L’intervention a été conduite par le commissariat de l’arrondissement d’Adjan avec l’appui de la Direction départementale de la Police républicaine de l’Atlantique. Elle fait suite à plusieurs renseignements signalant un commerce illicite de médicaments sur ce marché.
Selon les informations communiquées par la Police républicaine, les forces de l’ordre sont intervenues aux environs de 14 heures afin de procéder à des contrôles ciblés. Les agents ont découvert 67 kilogrammes de produits pharmaceutiques interdits en possession d’une première vendeuse. Une seconde suspecte transportait, quant à elle, 55 kilogrammes supplémentaires. Au total, 122 kilogrammes de médicaments prohibés ont été retirés de la circulation.

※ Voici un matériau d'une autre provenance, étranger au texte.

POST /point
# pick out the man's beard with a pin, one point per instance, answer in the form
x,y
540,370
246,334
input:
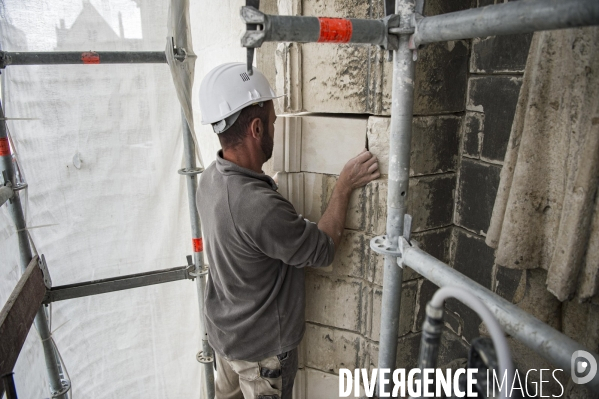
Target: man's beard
x,y
267,145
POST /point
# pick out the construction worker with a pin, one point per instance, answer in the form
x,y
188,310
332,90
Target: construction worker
x,y
256,243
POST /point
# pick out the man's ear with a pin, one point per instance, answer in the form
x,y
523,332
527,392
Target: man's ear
x,y
256,128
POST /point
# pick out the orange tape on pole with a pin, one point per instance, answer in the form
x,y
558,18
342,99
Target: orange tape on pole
x,y
335,30
198,244
4,146
90,57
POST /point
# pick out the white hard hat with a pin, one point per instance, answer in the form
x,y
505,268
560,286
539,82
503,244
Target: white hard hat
x,y
227,89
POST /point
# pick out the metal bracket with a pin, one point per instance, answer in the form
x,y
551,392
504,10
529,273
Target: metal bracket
x,y
204,359
190,172
66,386
45,272
380,244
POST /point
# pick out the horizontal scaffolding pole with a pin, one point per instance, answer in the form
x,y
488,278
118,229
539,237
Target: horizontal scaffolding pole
x,y
18,314
82,57
505,19
103,286
538,336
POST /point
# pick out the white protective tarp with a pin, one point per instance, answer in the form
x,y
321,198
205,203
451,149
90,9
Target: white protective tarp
x,y
104,196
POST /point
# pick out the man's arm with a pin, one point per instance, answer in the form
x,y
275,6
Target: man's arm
x,y
356,173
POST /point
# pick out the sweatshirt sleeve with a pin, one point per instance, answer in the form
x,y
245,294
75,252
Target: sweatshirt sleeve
x,y
274,228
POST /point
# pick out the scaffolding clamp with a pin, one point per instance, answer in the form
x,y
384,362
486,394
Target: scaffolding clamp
x,y
45,272
66,386
381,244
204,359
301,29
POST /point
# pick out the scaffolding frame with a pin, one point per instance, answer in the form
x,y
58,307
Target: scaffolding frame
x,y
24,305
403,33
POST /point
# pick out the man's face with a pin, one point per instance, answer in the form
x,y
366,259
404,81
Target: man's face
x,y
267,142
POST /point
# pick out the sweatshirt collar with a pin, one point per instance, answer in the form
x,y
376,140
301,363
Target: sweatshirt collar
x,y
229,168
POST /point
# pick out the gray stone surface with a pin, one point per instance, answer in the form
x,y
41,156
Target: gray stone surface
x,y
500,54
496,97
430,201
435,143
473,258
329,349
477,189
474,123
334,301
440,78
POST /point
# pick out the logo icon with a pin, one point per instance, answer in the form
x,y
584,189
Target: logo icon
x,y
583,367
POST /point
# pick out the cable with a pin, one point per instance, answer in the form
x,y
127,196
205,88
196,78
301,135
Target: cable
x,y
501,347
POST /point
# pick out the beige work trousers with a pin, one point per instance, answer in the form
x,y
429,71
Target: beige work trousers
x,y
270,378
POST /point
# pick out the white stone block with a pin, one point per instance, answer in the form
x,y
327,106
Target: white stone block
x,y
329,142
295,184
333,301
293,143
330,349
278,152
291,186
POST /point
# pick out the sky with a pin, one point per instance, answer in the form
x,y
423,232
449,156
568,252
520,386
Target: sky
x,y
38,19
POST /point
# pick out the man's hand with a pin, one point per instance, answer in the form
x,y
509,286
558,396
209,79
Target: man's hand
x,y
356,173
359,171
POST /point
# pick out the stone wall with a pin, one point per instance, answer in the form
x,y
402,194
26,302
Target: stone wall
x,y
465,98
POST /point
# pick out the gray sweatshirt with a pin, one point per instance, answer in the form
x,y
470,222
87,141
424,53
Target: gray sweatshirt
x,y
256,245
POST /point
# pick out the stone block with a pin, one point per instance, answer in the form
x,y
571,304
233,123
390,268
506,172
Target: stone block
x,y
375,194
470,319
437,7
352,254
278,151
500,54
430,201
507,282
406,314
408,347
329,349
293,143
441,78
496,97
426,291
435,143
291,186
329,142
473,258
474,123
318,189
477,189
452,347
436,243
334,301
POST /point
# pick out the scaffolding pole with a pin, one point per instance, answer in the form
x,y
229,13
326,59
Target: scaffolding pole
x,y
16,211
402,102
506,19
206,355
553,345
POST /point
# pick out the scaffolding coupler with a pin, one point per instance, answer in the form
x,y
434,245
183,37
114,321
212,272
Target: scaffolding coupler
x,y
281,28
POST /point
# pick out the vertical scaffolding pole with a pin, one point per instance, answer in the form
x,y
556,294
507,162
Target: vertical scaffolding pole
x,y
206,356
399,170
16,210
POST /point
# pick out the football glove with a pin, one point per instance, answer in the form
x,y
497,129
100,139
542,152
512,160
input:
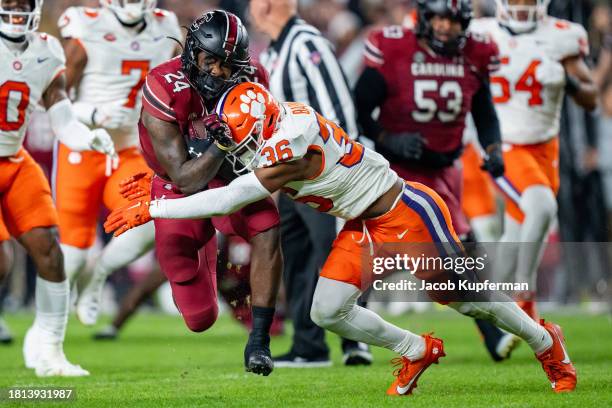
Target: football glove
x,y
219,132
406,145
139,185
129,216
494,161
112,115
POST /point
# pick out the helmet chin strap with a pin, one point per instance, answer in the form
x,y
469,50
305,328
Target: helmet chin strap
x,y
15,40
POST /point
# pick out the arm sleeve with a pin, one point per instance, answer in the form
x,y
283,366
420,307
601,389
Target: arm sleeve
x,y
67,128
214,202
156,100
331,92
485,117
370,93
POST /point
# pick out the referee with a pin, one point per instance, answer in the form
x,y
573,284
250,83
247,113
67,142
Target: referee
x,y
303,68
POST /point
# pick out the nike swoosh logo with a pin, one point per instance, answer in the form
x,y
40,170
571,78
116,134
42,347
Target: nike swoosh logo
x,y
403,390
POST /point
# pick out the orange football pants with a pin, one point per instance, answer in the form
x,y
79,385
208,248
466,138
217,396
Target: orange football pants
x,y
526,166
82,183
420,216
25,196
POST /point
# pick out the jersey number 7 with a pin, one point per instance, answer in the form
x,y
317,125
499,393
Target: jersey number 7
x,y
21,88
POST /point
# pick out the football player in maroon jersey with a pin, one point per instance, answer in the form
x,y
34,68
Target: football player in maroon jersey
x,y
425,81
176,95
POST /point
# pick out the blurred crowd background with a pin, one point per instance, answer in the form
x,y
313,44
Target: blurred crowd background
x,y
585,200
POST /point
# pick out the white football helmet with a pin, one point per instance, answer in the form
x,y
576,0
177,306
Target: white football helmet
x,y
129,11
16,21
524,18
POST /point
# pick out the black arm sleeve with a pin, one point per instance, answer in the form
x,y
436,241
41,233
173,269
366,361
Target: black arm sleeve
x,y
485,117
370,93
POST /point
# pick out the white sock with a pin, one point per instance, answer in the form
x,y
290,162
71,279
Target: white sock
x,y
51,310
74,261
124,249
510,317
334,308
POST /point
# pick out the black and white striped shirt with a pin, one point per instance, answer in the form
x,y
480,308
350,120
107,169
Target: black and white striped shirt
x,y
303,68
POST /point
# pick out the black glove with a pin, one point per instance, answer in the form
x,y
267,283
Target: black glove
x,y
494,161
219,132
406,145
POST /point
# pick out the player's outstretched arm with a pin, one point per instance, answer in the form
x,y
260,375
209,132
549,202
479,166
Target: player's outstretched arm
x,y
190,175
65,125
579,83
239,193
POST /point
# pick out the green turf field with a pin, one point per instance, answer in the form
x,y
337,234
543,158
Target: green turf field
x,y
158,363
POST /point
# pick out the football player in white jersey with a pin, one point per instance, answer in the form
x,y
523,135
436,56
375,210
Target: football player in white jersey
x,y
289,146
109,50
542,60
32,70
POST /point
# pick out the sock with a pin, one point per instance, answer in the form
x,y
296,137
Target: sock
x,y
510,317
124,249
412,347
51,309
74,261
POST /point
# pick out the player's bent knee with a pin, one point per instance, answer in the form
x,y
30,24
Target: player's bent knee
x,y
201,320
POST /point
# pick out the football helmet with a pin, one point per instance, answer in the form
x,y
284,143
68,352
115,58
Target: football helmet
x,y
252,115
456,10
523,18
17,20
129,12
221,34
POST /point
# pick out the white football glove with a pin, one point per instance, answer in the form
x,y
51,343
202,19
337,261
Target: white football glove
x,y
550,73
102,142
112,115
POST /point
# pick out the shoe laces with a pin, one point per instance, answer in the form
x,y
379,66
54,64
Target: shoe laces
x,y
400,365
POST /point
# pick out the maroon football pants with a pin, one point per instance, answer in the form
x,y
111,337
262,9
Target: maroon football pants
x,y
187,252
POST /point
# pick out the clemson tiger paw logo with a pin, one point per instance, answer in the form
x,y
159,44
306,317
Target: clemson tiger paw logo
x,y
253,103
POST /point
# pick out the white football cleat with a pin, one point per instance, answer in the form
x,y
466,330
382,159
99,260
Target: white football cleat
x,y
53,363
90,300
31,347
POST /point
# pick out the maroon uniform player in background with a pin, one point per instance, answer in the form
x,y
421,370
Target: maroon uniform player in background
x,y
176,95
425,82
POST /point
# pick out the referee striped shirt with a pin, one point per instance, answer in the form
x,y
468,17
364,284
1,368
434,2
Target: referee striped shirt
x,y
303,68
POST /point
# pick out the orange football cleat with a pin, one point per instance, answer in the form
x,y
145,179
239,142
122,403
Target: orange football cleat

Les deux femmes ont été conduites au commissariat d’Adjan, où elles demeurent en garde à vue. Une enquête a été ouverte afin d’identifier les circuits d’approvisionnement et les éventuels complices impliqués dans ce trafic. Les enquêteurs cherchent notamment à établir l’origine des produits et à déterminer si d’autres points de vente sont alimentés par le même réseau.
À travers cette opération, la Police républicaine réaffirme sa détermination à lutter contre le commerce illicite de médicaments, un phénomène qui constitue une menace pour la santé publique. Elle invite également les populations à signaler toute activité suspecte susceptible de favoriser la circulation de produits pharmaceutiques frauduleux.
Le trafic de médicaments de rue reste un défi majeur dans plusieurs pays d’Afrique de l’Ouest. Selon l’Organisation mondiale de la Santé (OMS), les médicaments falsifiés ou de qualité inférieure exposent les consommateurs à des traitements inefficaces, voire dangereux, avec des conséquences parfois graves sur leur santé.
Les investigations se poursuivent afin de faire toute la lumière sur cette affaire. Les deux personnes interpellées bénéficient, conformément à la loi, de la présomption d’innocence jusqu’à une éventuelle décision de justice.